Recently, as you may already be aware, I've been re-organising my collection and assessing my stock. This has nothing to do with Mrs Watch Collectors' insistence on me getting my act together, I was going to do it anyway (honestly). In any event last week was all about sports watches, but this week I've been categorising my collection of military watches and what a joy it has been. I can barely pick a piece up without spending an inordinate amount of time either researching it again on the internet or just plain old wearing it.
I'm not particularly a man of action, unless you count walking the dogs every morning, in which case I'm Jason Bourne! Likewise it's unlikely I'll be called upon anytime soon to lead a beach assault with the Special Boat Service or, indeed, be required to leap from an aircraft over enemy territory (extra large parachute for me please!) And yet....and yet.... Put a vintage military watch on my wrist and I'm there. Steely eyed and focused, ready to do what needs to be done. There is just something so wonderful and inspiring about a vintage military watch.

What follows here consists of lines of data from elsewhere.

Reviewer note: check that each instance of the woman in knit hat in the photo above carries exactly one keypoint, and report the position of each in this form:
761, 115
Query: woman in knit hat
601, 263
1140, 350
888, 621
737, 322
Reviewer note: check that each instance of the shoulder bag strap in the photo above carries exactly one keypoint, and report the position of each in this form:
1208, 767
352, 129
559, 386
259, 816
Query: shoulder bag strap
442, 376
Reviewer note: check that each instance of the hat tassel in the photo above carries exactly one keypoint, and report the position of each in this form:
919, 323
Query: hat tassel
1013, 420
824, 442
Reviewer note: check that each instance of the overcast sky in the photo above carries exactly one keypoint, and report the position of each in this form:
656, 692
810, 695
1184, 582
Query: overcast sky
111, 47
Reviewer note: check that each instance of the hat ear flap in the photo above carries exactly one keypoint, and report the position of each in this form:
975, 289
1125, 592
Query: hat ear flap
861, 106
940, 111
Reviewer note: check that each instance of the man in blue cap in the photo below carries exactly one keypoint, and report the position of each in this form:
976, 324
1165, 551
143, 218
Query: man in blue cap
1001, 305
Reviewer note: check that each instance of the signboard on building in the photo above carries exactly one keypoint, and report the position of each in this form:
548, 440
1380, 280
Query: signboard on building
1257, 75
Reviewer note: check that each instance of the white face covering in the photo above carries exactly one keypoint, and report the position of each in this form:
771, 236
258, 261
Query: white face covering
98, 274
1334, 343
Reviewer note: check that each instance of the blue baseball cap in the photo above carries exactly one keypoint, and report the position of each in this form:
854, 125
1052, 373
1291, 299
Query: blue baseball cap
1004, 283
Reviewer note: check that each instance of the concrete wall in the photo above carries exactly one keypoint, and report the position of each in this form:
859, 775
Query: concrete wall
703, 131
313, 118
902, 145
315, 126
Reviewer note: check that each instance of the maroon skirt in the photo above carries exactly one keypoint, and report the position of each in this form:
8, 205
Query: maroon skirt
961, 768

These are timepieces built for action. Built for men and women who operate in a world of absolute certainty and functionality. Stripped bare of superfluous features they are designed to deliver the right information clearly and concisely. Design is influenced hugely by operational environment and that makes for a wide variety of options for the keen enthusiast. Those are the stories I love about these watches. Why a second world pilots watch has a 55mm face (unheard of at the time) with super legible indices for night time missions, to the fact that a military issue army watch blends perfectly with relevant camouflage. Many of the developments dictated by military requirements have gone on to influence generations of watches. One only has to look at the Dirty Dozen, watches commissioned by the MOD for use in WW2 to see the impact of military design extend throughout the 20th century.
Resilience too is a given, as is mechanical excellence. If you can't withstand the challenges presented by military service, you have no right being classed as a military grade watch. Likewise if you can't guarantee accuracy then missions could be at risk! So even watches from the second world war are still as wearable today as they were 80 years ago. Some achievement! And they often wear their battle scars in a way that makes them all the more enjoyable for me. Whilst the most action they are likely to see these days is a brisk walk across the local fields, it's a real pleasure to gaze at the face of a watch that has not only seen more life than me, but has probably survived scrapes and adventures the like of which I could only imagine. I think that's one of the reasons I started collecting watches all those years ago. The stories I imagined they told me and the pleasure I derived in trying to picture the journeys they had been on. That's why, perhaps more than any other category of watch, military watches still have the capacity to capture my imagination in a unique way. Or maybe I am a man of action after all and I just haven't realised it yet.